To be sure, Portland is no longer the backwater it used to be. The recent influx of businesses that have either bought local firms or set up branches here has given the city a more high-profile, cosmopolitan feel. It is also a boon for staffing firms that are recruiting for the newcomers. But the influx is also requiring agencies to be more flexible toward client staffing needs, which are changing in the rapidly globalizing economy.
Andrew Welch, president of staffing firm Boly:Welch, says the recruitment industry is benefiting not only from businesses moving here but also from increasing numbers of people who are interested in living in the state. “In a lot of ways, we can be the front line or the landing beach if you will, for people who are interested in making a move and putting their feelers in the water,” says Welch.
Most of the new business clients Welch is seeing are large, out-of-state companies that are creating outposts in Portland. “A lot of that is the perception that there is talent here; that it is cheaper than the markets they are operating in,” he says.

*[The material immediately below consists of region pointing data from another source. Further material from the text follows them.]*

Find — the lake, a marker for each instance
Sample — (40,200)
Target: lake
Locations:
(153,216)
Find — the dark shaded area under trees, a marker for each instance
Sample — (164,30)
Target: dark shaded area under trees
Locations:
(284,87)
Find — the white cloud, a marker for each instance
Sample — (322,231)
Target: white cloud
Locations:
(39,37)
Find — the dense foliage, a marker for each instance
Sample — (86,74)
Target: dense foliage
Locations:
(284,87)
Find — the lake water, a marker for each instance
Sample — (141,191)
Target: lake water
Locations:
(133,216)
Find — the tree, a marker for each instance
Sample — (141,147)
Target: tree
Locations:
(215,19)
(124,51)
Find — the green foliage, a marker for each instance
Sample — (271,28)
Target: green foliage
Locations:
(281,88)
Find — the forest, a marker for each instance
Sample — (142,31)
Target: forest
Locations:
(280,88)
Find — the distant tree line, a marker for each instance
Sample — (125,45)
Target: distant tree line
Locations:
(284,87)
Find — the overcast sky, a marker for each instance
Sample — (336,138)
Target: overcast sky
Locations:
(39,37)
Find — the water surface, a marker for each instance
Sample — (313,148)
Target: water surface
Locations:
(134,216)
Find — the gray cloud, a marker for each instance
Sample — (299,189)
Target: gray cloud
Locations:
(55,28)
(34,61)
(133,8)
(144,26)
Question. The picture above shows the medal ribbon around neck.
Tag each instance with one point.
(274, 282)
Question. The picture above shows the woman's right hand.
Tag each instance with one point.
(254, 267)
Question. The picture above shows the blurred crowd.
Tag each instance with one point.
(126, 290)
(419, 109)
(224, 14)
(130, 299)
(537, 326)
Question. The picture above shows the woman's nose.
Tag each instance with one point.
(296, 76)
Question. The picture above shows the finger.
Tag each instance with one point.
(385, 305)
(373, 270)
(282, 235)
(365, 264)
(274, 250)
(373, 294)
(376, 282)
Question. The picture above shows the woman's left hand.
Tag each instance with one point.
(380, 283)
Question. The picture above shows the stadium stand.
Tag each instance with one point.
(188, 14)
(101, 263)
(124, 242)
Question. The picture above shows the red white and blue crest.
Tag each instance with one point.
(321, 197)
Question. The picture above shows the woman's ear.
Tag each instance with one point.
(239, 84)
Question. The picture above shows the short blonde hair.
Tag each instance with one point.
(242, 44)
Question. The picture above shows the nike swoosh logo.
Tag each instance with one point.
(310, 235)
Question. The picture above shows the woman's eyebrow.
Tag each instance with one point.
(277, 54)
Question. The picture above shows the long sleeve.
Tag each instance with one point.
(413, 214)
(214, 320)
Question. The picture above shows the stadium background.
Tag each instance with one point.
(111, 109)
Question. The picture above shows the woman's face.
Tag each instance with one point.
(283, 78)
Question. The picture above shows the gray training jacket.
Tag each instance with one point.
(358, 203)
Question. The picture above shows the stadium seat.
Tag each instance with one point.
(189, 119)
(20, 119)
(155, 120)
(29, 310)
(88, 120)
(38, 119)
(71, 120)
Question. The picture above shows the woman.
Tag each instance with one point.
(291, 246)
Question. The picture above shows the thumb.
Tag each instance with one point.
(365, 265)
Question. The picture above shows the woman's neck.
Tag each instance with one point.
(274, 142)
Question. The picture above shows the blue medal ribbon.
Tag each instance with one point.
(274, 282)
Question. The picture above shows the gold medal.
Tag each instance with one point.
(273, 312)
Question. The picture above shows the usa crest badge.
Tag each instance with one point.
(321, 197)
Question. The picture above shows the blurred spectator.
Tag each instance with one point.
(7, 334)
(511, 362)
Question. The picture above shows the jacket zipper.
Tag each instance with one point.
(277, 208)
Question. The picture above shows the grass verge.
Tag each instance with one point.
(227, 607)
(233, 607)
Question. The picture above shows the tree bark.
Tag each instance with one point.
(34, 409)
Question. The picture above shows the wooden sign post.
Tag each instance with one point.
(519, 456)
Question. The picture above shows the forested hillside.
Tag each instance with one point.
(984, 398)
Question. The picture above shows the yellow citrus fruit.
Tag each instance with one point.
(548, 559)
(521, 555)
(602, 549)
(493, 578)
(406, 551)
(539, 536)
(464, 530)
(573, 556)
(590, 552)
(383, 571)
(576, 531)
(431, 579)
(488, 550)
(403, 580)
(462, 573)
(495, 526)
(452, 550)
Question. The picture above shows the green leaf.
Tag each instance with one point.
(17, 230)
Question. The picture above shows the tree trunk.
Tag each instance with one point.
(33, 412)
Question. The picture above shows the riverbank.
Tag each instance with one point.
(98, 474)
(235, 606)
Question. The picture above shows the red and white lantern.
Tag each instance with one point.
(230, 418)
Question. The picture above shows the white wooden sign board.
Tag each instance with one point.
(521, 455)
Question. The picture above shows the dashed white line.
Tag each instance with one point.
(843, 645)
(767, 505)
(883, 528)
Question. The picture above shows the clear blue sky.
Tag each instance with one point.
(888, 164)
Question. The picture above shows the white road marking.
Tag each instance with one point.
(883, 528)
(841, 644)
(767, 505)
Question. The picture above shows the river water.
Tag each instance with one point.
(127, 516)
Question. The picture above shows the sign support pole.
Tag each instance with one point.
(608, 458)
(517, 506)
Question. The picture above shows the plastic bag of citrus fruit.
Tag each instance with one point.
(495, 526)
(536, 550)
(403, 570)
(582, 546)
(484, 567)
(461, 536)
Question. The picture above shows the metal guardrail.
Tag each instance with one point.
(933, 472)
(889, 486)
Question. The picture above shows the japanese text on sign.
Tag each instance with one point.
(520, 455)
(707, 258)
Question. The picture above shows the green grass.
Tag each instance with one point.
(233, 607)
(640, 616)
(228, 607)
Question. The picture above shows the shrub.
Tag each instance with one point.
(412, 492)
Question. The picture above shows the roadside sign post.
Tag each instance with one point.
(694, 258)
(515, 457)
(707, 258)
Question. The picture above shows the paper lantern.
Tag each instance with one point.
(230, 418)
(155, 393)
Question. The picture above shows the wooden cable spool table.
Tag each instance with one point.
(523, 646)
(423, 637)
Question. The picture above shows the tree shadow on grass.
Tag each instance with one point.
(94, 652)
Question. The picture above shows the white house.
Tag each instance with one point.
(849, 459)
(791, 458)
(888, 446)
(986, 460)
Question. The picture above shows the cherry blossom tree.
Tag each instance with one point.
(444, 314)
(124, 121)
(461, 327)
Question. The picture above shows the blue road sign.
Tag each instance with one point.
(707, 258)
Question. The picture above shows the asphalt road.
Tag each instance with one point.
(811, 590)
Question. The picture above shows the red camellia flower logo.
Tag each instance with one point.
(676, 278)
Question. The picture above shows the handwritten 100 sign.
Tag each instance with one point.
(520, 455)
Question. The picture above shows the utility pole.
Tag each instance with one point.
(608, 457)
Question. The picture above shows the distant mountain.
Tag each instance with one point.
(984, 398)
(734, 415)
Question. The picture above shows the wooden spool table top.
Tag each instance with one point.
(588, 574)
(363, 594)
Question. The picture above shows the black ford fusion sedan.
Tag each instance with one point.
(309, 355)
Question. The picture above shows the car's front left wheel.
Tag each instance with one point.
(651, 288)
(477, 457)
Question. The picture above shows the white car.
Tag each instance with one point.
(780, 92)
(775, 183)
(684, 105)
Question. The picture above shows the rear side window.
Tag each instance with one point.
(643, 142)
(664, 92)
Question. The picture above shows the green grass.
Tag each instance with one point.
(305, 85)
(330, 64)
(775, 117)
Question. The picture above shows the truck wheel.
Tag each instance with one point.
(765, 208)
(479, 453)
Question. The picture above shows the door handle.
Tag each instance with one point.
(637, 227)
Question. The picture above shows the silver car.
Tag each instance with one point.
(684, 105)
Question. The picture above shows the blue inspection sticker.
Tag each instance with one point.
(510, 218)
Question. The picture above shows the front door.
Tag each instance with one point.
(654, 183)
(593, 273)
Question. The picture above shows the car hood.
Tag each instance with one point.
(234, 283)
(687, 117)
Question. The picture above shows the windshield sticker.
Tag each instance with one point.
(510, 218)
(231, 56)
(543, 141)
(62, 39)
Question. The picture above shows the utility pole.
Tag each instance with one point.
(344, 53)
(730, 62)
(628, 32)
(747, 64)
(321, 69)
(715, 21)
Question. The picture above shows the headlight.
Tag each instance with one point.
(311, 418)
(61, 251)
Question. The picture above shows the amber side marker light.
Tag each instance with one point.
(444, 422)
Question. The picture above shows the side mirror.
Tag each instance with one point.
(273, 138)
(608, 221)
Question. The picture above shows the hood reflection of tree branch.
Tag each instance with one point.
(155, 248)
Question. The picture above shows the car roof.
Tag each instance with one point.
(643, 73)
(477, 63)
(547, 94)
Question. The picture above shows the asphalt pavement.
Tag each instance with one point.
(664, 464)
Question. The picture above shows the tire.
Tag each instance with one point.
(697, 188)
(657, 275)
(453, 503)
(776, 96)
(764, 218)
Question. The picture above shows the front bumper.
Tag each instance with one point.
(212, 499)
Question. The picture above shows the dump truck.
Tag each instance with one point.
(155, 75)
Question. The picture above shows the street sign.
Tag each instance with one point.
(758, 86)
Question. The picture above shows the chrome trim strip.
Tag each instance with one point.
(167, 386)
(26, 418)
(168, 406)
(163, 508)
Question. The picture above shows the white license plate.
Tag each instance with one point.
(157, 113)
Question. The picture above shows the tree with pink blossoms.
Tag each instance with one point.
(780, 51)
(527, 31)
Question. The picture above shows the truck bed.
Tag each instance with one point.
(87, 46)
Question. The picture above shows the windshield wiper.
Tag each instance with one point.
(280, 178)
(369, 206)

Technology companies are a big part of the migration to the city. A lot of tech firms based on the West Coast are choosing to open an office in Portland because their employees prefer to live here rather than in more expensive locations, such as the Bay Area and Seattle. “There is no question that Oregon is a destination for workers, and it is more affordable than the Bay Area,” says Smith.
Google is one big name in tech that just opened an office in Portland. In April it bought space in the U.S. Bank building in the city’s downtown. Local technology companies that were recently acquired by out-of-state firms include FEI Co.’s sale to Massachusetts-based Thermo Fisher Scientific in May and Elemental Technologies’ sale to Amazon in 2015.
"There is a huge value is knowing about the local market, but clients are also looking for staffing firms that can service the market nationally."
Geoff Smith, VanderHouwen & Associates
Not all local recruitment firms feel the need to expand geographically as more national and international businesses establish roots in the state. Tyson Bell, president of BeginRight Employment Services, a local employment agency, says staffing firms do not need branches in other states to recruit for national clients. Firms can successfully use one staffing firm, which then subcontracts with local agencies to find talent, he says.
“It’s a more cost-effective way to deliver by not having brick-and-mortar operations in other states, because with that added expense, it is washed into the bill rate to the client,” says Bell.
Other local recruitment firms are looking at diversifying their client services to stay profitable. Ken Madden, owner of Madden Industrial Craftsmen, an agency that specializes in the traded sector, says the skills shortage is so acute that he sees an opportunity for his staffing firm to be more involved in training staff. “At the federal and state level, there is more focus on apprenticeships. Staffing firms have not been in that area. I would like to become a training agency — that would be transformative,” says Madden.
The skills gap for certain trades is so bad that clients are now more prepared to pay direct-hire fees for jobs that they would not have entertained paying a fee for in the past, says Madden. He is also seeing more demand in the traded sector for people with project management experience. These days he spends more time recruiting people who went into jobs in the last recession that they were overqualified for. “Now we are trying to get them to leave those jobs. Our recruitment is targeted at people who are underemployed, to bring them back up the ladder.”
Some staffing firms see more of a role taking on consulting work for clients. As more companies focus on hiring a diverse workforce, they are looking to staffing firms for advice and help recruiting underserved populations. Companies are also focused on leaving a good impression on interview candidates because of the rise of consumer websites, such as Glassdoor, where candidates can leave comments about their interview experience, says Welch.
Staffing firms are benefiting from the migration of businesses and people to the state. But adaptation is key to their survival. The business environment is changing so quickly, the sector has to be nimble to keep up with the needs of clients. Whether it is moving into new locations, training staff or doing more consulting work, the changing face of business is keeping recruitment agencies on their toes.